Today we will cover the following:
What are Large Language Models (LLMs)? → (a refresh)
What are Small Language Models (SLMs)?
Advantages of SLMs
Benchmarks of SLMs vs LLMs
How to tune SLMs
Use Cases of SLMs
Let’s Dive In! 🤿
What are Large Language Models?
First, a quick reminder. A language model is a key component of natural language processing (NLP) systems, the type of AI that handles text.
These models have gained popularity for their ability to rapidly generate readable text, aiding in drafting documents, editing emails, and summarizing content. Large Language models are trained on vast amounts of text data to understand linguistic patterns and generate coherent writing and speech.
Leading LLMs have hundreds of billions to over a trillion parameters. The massive data they've trained on allows them to perform very complex language tasks, though it also increases risks of inaccuracy or unintended behavior. These are examples of LLMs and their size:
GPT-3: 175 billion parameters
Falcon: 180 billion parameters
PaLM: 540 billion parameters
The size of a language model is often measured by the number of parameters.
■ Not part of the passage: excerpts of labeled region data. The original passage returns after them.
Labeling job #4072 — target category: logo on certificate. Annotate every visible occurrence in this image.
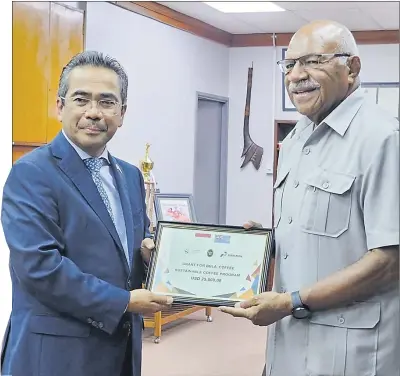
[194,232,211,238]
[214,235,231,244]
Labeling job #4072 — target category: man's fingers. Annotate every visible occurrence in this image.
[219,307,248,318]
[240,297,257,309]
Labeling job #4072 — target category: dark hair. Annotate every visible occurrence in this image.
[58,51,128,104]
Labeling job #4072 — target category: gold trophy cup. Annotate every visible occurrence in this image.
[140,143,154,183]
[140,143,156,232]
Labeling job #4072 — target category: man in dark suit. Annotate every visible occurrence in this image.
[1,51,172,376]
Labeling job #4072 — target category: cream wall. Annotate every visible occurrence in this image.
[86,2,399,226]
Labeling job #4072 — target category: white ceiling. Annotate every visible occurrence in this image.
[159,1,399,34]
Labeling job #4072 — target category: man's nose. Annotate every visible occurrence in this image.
[85,105,103,120]
[286,61,308,82]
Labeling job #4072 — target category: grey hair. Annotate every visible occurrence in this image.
[58,51,128,104]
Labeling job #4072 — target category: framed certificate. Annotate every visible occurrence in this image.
[146,221,273,306]
[154,193,197,222]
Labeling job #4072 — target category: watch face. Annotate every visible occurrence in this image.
[293,307,311,319]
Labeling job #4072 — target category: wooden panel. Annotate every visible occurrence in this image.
[109,1,400,47]
[12,2,50,143]
[46,3,84,142]
[110,1,232,46]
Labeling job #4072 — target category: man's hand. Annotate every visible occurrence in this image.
[243,221,262,230]
[140,238,154,264]
[127,289,173,315]
[220,292,292,326]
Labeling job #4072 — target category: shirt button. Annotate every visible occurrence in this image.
[126,278,132,290]
[322,181,330,189]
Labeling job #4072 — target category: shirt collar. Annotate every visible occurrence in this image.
[62,129,110,163]
[312,88,364,136]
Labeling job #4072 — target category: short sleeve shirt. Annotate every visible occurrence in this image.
[267,89,400,376]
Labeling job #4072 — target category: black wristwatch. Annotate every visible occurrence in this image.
[291,291,311,319]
Parameters are the learned internal variables that determine the model's behavior and are updated during training.
Enterprises utilize these models for multiple use cases, but as more and more use cases are going into production we are starting to encounter limitations.
Read my Introduction to Large Language Models for more details here 👉 link
What are Small Language Models?
Enter Small Language Models or SLMs. There is no standard but I personally like to define small models containing up to 20 billion parameters. The settings the model learns from training data to carry out various text-based specific tasks. That's quite small compared to massive models like GPT-4 with 100+ billions of parameters.
Their more limited scope and data make them better suited and customizable for focused business use cases like chat, text search/analytics, and targeted content generation. They offer a sweet spot of capability versus control.
Advantages of SLMs
Does bigger always equal better when it comes to language AI? Not necessarily. Having fewer parameters gives SLMs some major advantages:
Agile Development: Easier to build, modify, and refine quickly based on small amounts of high-quality data.
Reduces the chances of hallucinations: Due to simpler knowledge representations and narrower training data.
Lightweight: Enable text generation and analysis on smartphones and edge devices with lower computing requirements.
Controllable Risks: Avoid problems like bias, toxicity, and accuracy issues more prevalent in gigantic models.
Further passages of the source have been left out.